We already know how much distance will is lost in the case that a car has to decelerate to a given velocity and then accelerate back to its initial velocity. The main technicality, however, is that there will be cases in which two cars meet and one has to slow down to accommodate the other, but will finish its journey by the time it fully returns to its original speed; the distance lost in such cases is complicated and difficult to account for exactly. I believe the region of spacetime in which the second car must spawn in order for this to become relevant is a sub-parallelogram of the original parallelogram with area \(O(N)\), which will contribute negligibly to the expectation in the limit as \(N\) approaches infinity, but again, I believe such subtleties were intended to be ignored, so let’s assume that any interaction between two cars allows for a full deceleration and re-acceleration. We then have four cases:

In the case of \(I_1\), we have \(1 < v < u < a\), hence \(\mathbb{E}[L | U=u,\, M(u,v)] = v^2\).
In the case of \(I_2\), we have \(1 < u < v < a\), hence \(\mathbb{E}[L | U=u,\, M(u,v)] = u^2\).
In the case of \(I_3\), we have \(a < v < u < 2\), hence \(\mathbb{E}[L | U=u,\, M(u,v)] = (v-a)^2\).
In the case of \(I_4\), we have \(a < u < v < a\), hence \(\mathbb{E}[L | U=u,\, M(u,v)] = (u-a)^2\).

We see from the above cases that the expression \(\mathbb{E}[L | U=u,\, M(u,v)]\) is symmetric in \(u\) and \(v\). Since this is also true of the term \(zA_N(u,v)e^{-zA_N(u,v)}\), we conclude that the entire integrand \(I_{N,z}(u,v)\) is symmetric, and we have by a simple application of Fubini’s theorem that

\[\mathbb{E}[L] = 2\int_1^a\int_1^u zA_N(u,v)e^{-zA_N(u,v)} v^2\,dv\,du + 2\int_a^2\int_a^u zA_N(u,v)e^{-zA_N(u,v)}(v-a)^2\,dv\,du.\]

The above expression has some minimum in \(a\), and we wish to find the limit of the location of this minimum as \(z\) approaches \(0\). Since all quantities involved are smooth, it’s not hard to see that this may be found by first dividing out by \(2z\) (which doesn’t affect the location of the minimum), then taking the limit as \(z\) approaches \(0\) (via the dominated convergence theorem), and finally locating the minimum of the resulting function of \(a\).
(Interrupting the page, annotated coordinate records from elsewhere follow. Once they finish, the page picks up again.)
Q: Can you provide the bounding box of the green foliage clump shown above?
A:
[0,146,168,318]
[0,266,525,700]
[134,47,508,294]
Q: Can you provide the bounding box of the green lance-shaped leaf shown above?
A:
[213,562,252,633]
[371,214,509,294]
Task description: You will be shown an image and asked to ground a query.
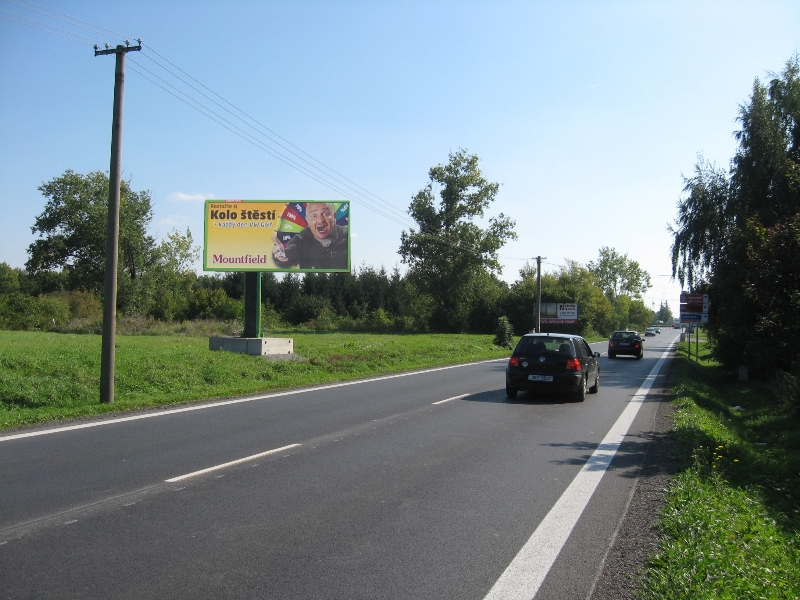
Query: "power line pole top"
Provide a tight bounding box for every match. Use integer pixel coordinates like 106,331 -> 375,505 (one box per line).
94,38 -> 142,56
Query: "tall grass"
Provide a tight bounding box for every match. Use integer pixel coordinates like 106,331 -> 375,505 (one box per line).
0,331 -> 508,428
641,343 -> 800,599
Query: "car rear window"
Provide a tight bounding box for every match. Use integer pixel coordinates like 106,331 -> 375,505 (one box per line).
611,331 -> 636,340
514,336 -> 575,358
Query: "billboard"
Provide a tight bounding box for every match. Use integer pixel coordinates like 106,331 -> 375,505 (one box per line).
540,302 -> 578,325
203,200 -> 350,273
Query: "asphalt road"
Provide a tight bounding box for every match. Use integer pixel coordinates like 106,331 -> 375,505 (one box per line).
0,330 -> 677,599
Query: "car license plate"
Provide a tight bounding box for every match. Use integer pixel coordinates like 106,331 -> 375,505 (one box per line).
528,375 -> 553,381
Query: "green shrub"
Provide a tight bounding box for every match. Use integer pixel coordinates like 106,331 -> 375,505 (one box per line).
492,315 -> 514,348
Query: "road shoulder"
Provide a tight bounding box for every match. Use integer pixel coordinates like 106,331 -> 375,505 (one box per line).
589,373 -> 678,600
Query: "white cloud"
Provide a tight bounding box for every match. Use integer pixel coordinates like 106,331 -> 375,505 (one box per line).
167,192 -> 214,202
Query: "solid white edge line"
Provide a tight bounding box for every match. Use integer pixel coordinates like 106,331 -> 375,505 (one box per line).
431,394 -> 469,404
164,444 -> 301,483
0,358 -> 508,442
484,343 -> 675,600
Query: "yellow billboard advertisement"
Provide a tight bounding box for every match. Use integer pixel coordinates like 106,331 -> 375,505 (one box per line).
203,200 -> 350,273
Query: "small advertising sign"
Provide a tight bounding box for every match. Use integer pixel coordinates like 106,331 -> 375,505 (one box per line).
681,292 -> 708,304
681,312 -> 708,323
203,200 -> 350,273
540,302 -> 578,325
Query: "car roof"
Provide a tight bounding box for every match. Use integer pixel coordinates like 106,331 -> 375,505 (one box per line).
522,333 -> 583,338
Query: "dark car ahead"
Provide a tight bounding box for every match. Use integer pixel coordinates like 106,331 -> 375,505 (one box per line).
506,333 -> 600,402
608,331 -> 644,358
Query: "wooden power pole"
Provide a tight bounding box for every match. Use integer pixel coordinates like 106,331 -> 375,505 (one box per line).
94,40 -> 142,404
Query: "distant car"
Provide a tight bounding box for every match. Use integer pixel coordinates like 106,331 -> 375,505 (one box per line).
506,333 -> 600,402
608,331 -> 644,359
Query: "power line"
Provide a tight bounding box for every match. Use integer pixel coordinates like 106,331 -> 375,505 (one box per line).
0,0 -> 532,274
2,0 -> 132,40
133,48 -> 407,225
129,61 -> 412,226
0,13 -> 91,46
140,48 -> 412,225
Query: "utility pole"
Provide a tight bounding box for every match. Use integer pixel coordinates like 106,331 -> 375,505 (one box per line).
535,256 -> 547,333
94,40 -> 142,404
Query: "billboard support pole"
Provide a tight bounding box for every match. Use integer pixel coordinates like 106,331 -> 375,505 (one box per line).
242,271 -> 261,338
535,256 -> 547,333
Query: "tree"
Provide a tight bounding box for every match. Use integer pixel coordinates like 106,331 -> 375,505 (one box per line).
25,170 -> 154,290
656,300 -> 673,323
586,246 -> 652,303
400,149 -> 516,331
672,55 -> 800,372
0,262 -> 19,295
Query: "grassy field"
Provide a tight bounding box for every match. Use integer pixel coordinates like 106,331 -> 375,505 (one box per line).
640,343 -> 800,599
0,331 -> 510,429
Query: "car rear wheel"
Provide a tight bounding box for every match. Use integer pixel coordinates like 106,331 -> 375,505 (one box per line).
589,371 -> 600,394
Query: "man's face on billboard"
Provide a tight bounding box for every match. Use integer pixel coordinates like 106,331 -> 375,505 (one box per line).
306,204 -> 335,240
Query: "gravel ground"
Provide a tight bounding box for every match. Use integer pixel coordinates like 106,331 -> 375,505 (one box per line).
589,368 -> 678,600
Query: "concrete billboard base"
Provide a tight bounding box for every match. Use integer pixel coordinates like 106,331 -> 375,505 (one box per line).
208,336 -> 294,356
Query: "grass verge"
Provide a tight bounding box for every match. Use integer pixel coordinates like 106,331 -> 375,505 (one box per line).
640,343 -> 800,599
0,331 -> 509,429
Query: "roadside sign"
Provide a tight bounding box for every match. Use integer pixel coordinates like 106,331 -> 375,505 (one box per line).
681,292 -> 708,304
539,302 -> 578,325
681,304 -> 708,315
681,312 -> 708,323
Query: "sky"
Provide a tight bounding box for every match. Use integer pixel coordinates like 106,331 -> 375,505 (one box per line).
0,0 -> 800,315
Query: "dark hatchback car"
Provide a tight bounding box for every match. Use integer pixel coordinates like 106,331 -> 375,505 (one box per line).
506,333 -> 600,402
608,331 -> 644,358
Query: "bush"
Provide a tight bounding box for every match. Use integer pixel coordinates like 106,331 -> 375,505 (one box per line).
493,315 -> 514,348
0,292 -> 69,331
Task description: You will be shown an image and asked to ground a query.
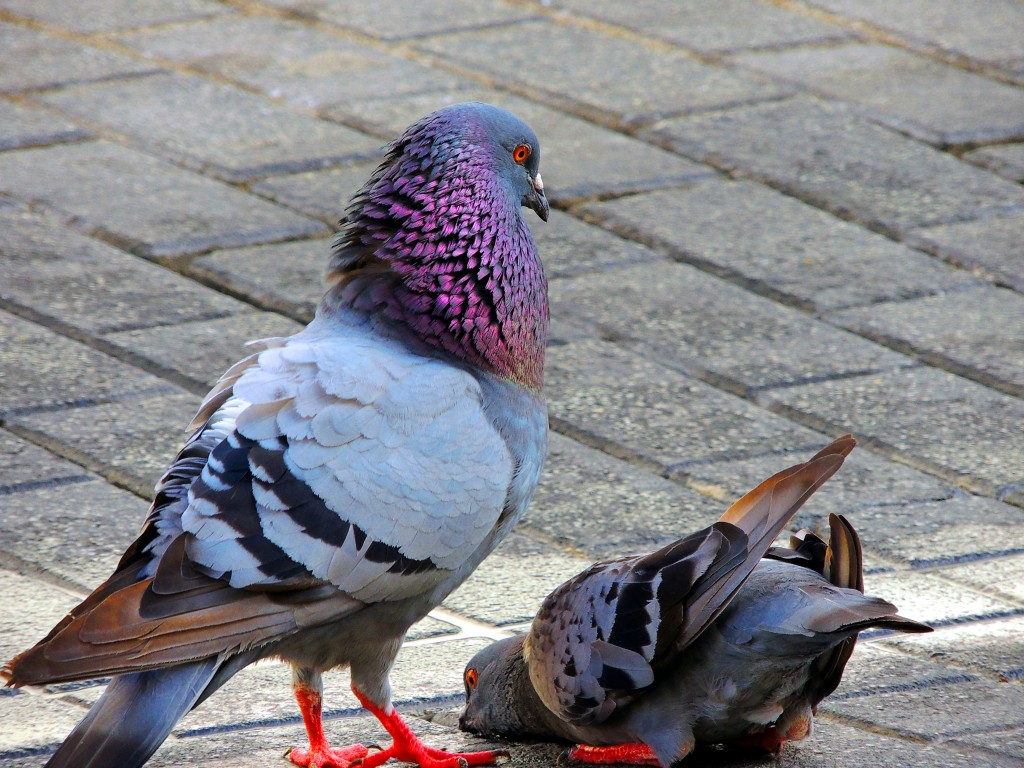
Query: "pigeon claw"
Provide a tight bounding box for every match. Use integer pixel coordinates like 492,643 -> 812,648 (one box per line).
559,743 -> 662,766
The result of diving out by \(2z\) and taking limits is as follows, as seen in the explanation posted by Jane Street:

\[f_N(a) = \int_1^a\int_1^u N^2\left(\frac{1}{v}-\frac{1}{u}\right) v^2\,dv\,du + \int_a^2\int_a^u N^2\left(\frac{1}{v}-\frac{1}{u}\right)(v-a)^2\,dv\,du.\]
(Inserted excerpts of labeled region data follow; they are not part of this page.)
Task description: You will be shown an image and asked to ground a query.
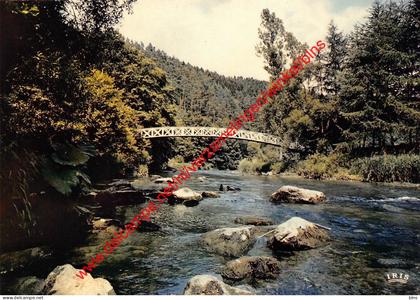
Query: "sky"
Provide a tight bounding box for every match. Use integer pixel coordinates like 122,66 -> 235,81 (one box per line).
118,0 -> 374,80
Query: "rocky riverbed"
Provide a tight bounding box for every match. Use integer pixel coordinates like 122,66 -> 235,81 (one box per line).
1,171 -> 420,294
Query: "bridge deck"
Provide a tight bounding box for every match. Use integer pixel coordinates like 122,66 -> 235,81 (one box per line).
139,127 -> 282,146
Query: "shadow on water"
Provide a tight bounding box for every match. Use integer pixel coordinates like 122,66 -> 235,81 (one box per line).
9,171 -> 420,295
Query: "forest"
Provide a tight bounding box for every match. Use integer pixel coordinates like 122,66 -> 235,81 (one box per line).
0,0 -> 420,294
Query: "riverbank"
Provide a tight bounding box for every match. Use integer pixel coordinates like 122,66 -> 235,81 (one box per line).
2,170 -> 420,295
276,172 -> 420,189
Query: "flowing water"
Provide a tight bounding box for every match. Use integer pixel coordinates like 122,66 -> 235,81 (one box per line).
3,171 -> 420,295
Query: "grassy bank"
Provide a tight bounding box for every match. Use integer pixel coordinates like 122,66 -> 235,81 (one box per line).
239,154 -> 420,183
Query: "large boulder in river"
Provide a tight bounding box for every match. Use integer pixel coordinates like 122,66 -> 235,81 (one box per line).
201,191 -> 220,198
153,177 -> 174,183
173,188 -> 203,206
184,275 -> 252,295
0,246 -> 53,274
43,264 -> 115,295
271,185 -> 326,204
203,226 -> 255,257
234,216 -> 274,226
268,217 -> 329,250
10,276 -> 45,295
222,256 -> 280,281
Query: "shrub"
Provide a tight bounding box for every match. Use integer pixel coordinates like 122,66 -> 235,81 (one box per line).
296,153 -> 340,179
238,158 -> 266,174
352,154 -> 420,183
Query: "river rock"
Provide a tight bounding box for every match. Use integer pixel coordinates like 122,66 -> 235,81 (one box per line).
137,220 -> 161,232
197,176 -> 207,182
10,276 -> 45,295
226,185 -> 241,192
376,258 -> 414,269
222,256 -> 280,281
234,216 -> 274,226
184,275 -> 252,295
43,264 -> 115,295
201,191 -> 220,198
203,226 -> 255,257
268,217 -> 329,250
153,177 -> 174,183
0,247 -> 52,274
173,188 -> 203,201
92,218 -> 121,231
271,185 -> 326,204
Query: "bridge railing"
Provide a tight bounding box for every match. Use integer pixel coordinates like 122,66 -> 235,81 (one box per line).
138,127 -> 282,146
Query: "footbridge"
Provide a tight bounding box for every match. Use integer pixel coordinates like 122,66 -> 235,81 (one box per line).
138,127 -> 283,147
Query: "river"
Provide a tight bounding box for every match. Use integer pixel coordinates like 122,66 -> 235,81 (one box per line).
5,171 -> 420,295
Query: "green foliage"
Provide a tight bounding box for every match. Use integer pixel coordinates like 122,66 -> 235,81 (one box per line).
296,153 -> 339,179
79,69 -> 139,168
352,154 -> 420,183
238,142 -> 286,174
41,142 -> 95,195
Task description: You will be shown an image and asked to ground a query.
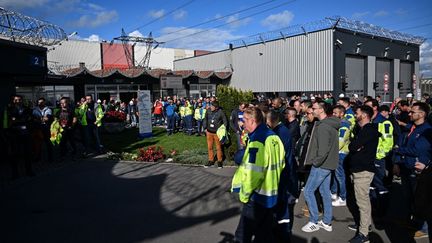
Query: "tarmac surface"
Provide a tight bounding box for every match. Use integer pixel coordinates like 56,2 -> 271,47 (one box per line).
0,156 -> 429,243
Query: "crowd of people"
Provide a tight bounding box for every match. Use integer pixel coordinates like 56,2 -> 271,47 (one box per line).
221,94 -> 432,242
0,95 -> 138,178
1,90 -> 432,242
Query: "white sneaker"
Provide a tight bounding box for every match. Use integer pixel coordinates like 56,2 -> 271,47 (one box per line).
332,193 -> 338,201
302,222 -> 319,233
332,197 -> 346,207
317,220 -> 333,232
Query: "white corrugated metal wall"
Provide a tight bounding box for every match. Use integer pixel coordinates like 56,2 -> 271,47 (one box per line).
47,40 -> 101,71
134,45 -> 194,70
174,50 -> 232,71
174,30 -> 333,92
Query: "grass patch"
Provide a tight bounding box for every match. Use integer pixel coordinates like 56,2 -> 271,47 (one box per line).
101,127 -> 234,165
101,127 -> 207,153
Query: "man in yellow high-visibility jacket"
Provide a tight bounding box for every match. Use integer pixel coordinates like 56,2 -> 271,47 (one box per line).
232,107 -> 285,242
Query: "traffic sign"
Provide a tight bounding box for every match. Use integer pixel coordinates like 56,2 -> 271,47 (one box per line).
384,83 -> 388,93
384,73 -> 389,84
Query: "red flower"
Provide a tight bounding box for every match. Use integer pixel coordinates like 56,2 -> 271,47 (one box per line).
137,145 -> 165,162
104,111 -> 126,122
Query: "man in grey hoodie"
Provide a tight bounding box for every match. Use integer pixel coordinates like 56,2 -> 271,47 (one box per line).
302,101 -> 340,232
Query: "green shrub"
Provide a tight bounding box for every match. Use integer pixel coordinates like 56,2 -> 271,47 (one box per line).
216,85 -> 254,161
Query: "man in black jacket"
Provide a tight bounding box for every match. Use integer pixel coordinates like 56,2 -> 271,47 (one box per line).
230,102 -> 246,150
285,107 -> 300,147
348,105 -> 381,242
203,101 -> 228,169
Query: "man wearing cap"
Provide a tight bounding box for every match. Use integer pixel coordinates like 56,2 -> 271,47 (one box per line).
353,94 -> 362,106
407,93 -> 414,107
338,96 -> 355,131
203,101 -> 228,169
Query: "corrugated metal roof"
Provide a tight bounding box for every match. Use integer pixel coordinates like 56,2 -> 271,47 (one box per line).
231,16 -> 426,48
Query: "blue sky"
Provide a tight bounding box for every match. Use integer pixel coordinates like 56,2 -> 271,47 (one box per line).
0,0 -> 432,77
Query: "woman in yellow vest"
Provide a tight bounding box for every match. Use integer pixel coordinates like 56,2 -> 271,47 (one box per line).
231,107 -> 285,242
194,101 -> 206,136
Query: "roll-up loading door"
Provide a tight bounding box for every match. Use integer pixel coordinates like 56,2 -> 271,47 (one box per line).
375,58 -> 394,103
399,62 -> 413,98
345,56 -> 365,97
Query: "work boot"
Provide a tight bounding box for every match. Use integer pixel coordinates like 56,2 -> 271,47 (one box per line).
204,161 -> 214,168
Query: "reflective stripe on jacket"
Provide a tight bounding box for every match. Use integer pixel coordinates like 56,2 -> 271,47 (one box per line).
194,108 -> 207,121
373,114 -> 394,159
339,118 -> 351,154
231,124 -> 285,208
95,104 -> 104,127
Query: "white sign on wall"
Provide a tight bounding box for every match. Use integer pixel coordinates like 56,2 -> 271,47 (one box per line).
137,90 -> 153,138
161,76 -> 183,89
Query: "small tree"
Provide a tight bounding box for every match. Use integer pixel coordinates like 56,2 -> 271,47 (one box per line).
216,85 -> 254,160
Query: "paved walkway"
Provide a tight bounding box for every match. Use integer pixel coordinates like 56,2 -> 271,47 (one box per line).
0,158 -> 428,243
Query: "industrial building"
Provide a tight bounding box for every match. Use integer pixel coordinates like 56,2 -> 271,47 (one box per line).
174,17 -> 425,101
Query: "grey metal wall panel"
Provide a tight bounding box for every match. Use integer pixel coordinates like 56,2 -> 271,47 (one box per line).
47,40 -> 101,72
414,61 -> 421,100
174,30 -> 333,92
231,30 -> 333,92
393,59 -> 403,98
375,59 -> 393,102
399,62 -> 413,98
174,50 -> 231,71
367,56 -> 376,96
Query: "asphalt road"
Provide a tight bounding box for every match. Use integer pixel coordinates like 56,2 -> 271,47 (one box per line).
0,158 -> 428,243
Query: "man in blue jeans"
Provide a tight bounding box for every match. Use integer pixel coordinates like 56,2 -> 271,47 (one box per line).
331,105 -> 351,207
302,101 -> 340,232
To locate the minimum in \(a\), we divide out by \(N^2\) and differentiate by repeated applications of the Leibniz integral rule, finding

\[\frac{f_N'(a)}{N^2} = \int_1^a \left(\frac{1}{v}-\frac{1}{a}\right)v^2\,dv - 2\int_a^2\int_a^u \left(\frac{1}{v}-\frac{1}{u}\right)(v-a)\,dv\,du.\]
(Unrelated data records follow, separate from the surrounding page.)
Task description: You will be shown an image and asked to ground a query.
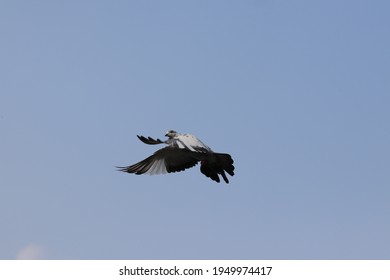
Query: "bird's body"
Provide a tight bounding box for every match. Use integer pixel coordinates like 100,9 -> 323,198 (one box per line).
119,130 -> 234,183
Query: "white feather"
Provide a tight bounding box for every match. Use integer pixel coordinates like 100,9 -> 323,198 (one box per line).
173,134 -> 212,152
145,159 -> 168,175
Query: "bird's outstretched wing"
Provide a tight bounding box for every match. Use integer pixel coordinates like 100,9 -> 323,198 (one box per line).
118,147 -> 199,175
137,135 -> 165,145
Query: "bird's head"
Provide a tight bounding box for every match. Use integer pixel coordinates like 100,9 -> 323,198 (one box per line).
165,130 -> 177,138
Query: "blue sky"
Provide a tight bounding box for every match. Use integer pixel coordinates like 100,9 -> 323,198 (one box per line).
0,0 -> 390,259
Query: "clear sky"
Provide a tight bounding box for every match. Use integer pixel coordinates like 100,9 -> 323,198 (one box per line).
0,0 -> 390,259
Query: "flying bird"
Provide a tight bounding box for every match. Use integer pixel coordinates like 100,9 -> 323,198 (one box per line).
117,130 -> 234,183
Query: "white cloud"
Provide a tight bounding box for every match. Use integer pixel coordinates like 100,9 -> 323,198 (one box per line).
16,244 -> 45,260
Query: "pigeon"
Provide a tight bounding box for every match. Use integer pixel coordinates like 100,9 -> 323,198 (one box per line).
117,130 -> 234,184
Though cumbersome, this expression may be computed without difficulty and expressed in terms of familiar analytic functions. Applying a root-finding function from any number of Python libraries then reveals the answer of 1.1771414168, to the desired level of accuracy. We note that according to the mathematical clarification, we must technically take the limit as \(N\) approaches infinity, but there’s no longer a dependence on \(N\) anyway.